Use Case: Scientific Computing with Multiple Players#

In this example, we demonstrate how we can perform scientific computation accross multiple data owners while keeping the data always encrypted during computation.

For simplicity, we will start by prototyping this computation between the different parties locally using the pm.LocalMooseRuntime. Then we will execute the same Moose computation over the network with pm.GrpcMooseRuntime. You can also check additional gRPC example here.

import pathlib

import numpy as np

import pymoose as pm

np.random.seed(1234)

Use case#

Here is the use case we are trying to solve: researchers would like to measure the correlation between alcohol consumption and students’ grades. However the alcohol consumption data and grades data are owned respectively by the Department of Public Health and the Department of Education. These datasets are too sensitive to be moved to a central location or exposed directly to the researchers. To solve this problem, we want to compute the correlation metric on an encrypted version of these datasets.

Data#

For this demo, we are generating synthetic datasets for 100 students. Of course the correlation result is made up for the purpose of this demo. It’s just to illustrate how Moose can be used.

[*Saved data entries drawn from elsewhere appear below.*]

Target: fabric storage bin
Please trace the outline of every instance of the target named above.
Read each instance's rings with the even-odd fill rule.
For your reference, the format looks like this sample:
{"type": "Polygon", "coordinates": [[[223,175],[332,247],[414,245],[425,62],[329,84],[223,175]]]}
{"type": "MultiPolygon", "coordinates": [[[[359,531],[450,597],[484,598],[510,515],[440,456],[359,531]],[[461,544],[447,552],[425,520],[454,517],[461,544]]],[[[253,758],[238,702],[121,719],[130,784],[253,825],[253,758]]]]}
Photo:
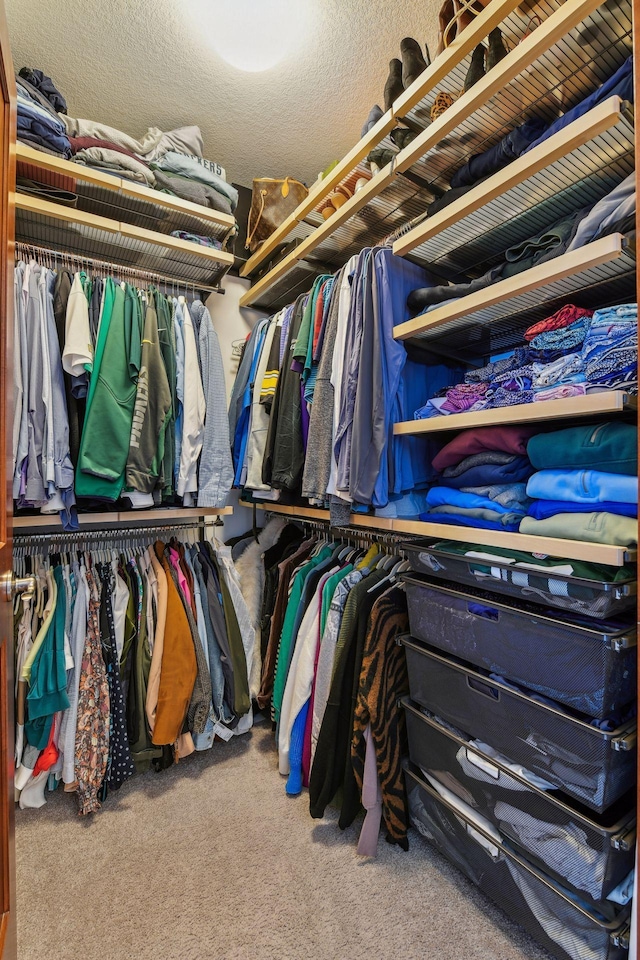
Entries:
{"type": "Polygon", "coordinates": [[[451,863],[558,960],[624,960],[629,909],[607,920],[506,846],[457,798],[405,767],[411,822],[451,863]]]}
{"type": "Polygon", "coordinates": [[[408,698],[402,705],[413,763],[486,817],[542,870],[598,901],[633,869],[633,791],[605,813],[594,814],[559,790],[545,789],[522,768],[515,771],[483,752],[476,741],[408,698]]]}
{"type": "Polygon", "coordinates": [[[405,574],[414,637],[589,717],[609,717],[636,696],[635,624],[560,619],[530,604],[405,574]]]}
{"type": "Polygon", "coordinates": [[[403,637],[411,698],[593,810],[635,784],[636,722],[607,732],[403,637]]]}
{"type": "MultiPolygon", "coordinates": [[[[561,573],[545,573],[544,570],[529,570],[506,560],[464,557],[431,544],[432,541],[420,539],[403,544],[416,573],[597,619],[615,617],[636,603],[637,582],[632,576],[609,582],[586,580],[561,573]]],[[[482,547],[477,550],[482,552],[482,547]]],[[[533,556],[532,562],[535,563],[533,556]]]]}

def generate_synthetic_correlated_data(n_samples):
    mu = np.array([10, 0])
    r = np.array(
        [
            [3.40, -2.75],
            [-2.75, 5.50],
        ]
    )
    rng = np.random.default_rng(12)
    x = rng.multivariate_normal(mu, r, size=n_samples)
    return x[:, 0], x[:, 1]


alcohol_consumption, grades = generate_synthetic_correlated_data(100)

print(
    f"Acohol consumption data from Departement of Public Health: {alcohol_consumption[:5]}"
)
print(f"Grades data from Departement of Education: {grades[:5]}")
Acohol consumption data from Departement of Public Health: [11.06803447  9.58819631  6.28498731  9.63183684 11.17578054]
Grades data from Departement of Education: [ 0.71290544  2.16473508  2.78613359 -2.32336413  0.4538998 ]

Define Moose Computation#

To measure the correlation between alcohol consumption and students’ grades, we will compute the Pearson correlation coefficient.

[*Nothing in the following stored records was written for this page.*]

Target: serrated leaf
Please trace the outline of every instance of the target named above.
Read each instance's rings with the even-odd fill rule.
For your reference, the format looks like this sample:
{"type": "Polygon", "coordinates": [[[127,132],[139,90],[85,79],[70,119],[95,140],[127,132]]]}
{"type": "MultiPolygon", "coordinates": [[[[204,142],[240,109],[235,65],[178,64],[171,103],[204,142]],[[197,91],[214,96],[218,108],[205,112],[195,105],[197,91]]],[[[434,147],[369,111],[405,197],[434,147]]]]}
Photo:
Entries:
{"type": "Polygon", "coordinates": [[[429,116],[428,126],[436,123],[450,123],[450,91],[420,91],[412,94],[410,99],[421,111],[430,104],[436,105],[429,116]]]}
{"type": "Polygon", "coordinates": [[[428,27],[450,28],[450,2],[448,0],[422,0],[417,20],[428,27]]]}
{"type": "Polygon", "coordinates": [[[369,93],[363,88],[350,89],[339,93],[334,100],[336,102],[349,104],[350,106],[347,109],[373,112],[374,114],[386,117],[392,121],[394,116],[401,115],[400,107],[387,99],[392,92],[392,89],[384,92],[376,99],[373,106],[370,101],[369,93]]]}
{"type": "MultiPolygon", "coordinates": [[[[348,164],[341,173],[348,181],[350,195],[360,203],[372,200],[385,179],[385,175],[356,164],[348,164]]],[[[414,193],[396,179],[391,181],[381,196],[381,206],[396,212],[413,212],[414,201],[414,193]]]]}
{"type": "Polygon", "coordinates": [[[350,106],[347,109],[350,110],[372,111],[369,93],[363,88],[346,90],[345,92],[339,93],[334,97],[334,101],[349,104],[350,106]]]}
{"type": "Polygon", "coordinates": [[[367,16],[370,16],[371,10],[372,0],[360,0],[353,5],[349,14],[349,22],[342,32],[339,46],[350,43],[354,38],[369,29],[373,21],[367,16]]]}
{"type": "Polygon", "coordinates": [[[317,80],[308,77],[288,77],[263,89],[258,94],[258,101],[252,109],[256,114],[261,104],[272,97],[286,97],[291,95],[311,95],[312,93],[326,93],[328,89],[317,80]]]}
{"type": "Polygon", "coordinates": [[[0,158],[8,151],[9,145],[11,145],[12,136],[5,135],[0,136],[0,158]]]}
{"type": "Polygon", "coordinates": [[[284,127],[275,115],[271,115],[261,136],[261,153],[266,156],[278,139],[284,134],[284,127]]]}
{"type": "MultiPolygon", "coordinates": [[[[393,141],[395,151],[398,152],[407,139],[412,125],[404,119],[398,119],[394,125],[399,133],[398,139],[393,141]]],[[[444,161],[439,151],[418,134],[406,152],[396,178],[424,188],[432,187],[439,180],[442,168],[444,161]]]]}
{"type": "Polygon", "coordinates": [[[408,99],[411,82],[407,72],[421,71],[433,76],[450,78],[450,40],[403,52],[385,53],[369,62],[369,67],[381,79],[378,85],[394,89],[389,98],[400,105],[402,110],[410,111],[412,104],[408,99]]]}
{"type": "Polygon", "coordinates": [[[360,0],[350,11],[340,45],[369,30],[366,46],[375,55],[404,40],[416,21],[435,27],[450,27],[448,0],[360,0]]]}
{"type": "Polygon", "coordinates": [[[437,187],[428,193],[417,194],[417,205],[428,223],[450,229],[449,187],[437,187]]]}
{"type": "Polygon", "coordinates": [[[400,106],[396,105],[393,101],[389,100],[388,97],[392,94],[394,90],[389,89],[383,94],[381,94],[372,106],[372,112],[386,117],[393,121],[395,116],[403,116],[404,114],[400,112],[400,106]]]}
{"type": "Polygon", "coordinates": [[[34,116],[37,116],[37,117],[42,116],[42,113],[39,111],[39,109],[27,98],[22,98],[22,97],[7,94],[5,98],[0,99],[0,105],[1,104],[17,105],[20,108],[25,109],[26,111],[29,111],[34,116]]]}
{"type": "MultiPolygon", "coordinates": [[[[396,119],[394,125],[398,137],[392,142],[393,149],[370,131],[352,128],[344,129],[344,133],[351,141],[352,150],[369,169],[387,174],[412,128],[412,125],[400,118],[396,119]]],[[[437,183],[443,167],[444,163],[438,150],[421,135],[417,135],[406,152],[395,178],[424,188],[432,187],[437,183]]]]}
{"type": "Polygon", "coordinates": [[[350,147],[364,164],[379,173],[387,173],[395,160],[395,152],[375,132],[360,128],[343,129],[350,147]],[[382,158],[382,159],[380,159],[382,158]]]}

To express this computation, Moose offers a Python DSL (internally referred to as the eDSL, i.e. “embedded” DSL). As you will notice, the syntax is very similar to the scientific computation library Numpy.

The main difference is the notion of placements: host placement and replicated placement. With Moose, every operation under a host placement context is computed on plaintext values (not encrypted). Every operation under a replicated placement is performed on secret shared values (encrypted).

We will compute the correlation coefficient between three different players, each of them representing a host placement: Department of Public Health, Department of Education, and a data scientist. The three players are grouped under the replicated placement to perform the encrypted computation.

The Moose computation below performs the following steps:

  • Loads Department of Public Health’s data in plaintext from its storage.

  • Loads Department of Education’s data in plaintext from its storage.

  • Secret shares (encrypts) the datasets.

  • Computes the correlation coefficient on secret shared data.

  • Reveals the correlation result only to the data scientist and saves it into its storage.

fixedpoint_dtype = pm.fixed(24, 40)
pub_health_dpt = pm.host_placement(name="pub_health_dpt")
education_dpt = pm.host_placement(name="education_dpt")
data_scientist = pm.host_placement(name="data_scientist")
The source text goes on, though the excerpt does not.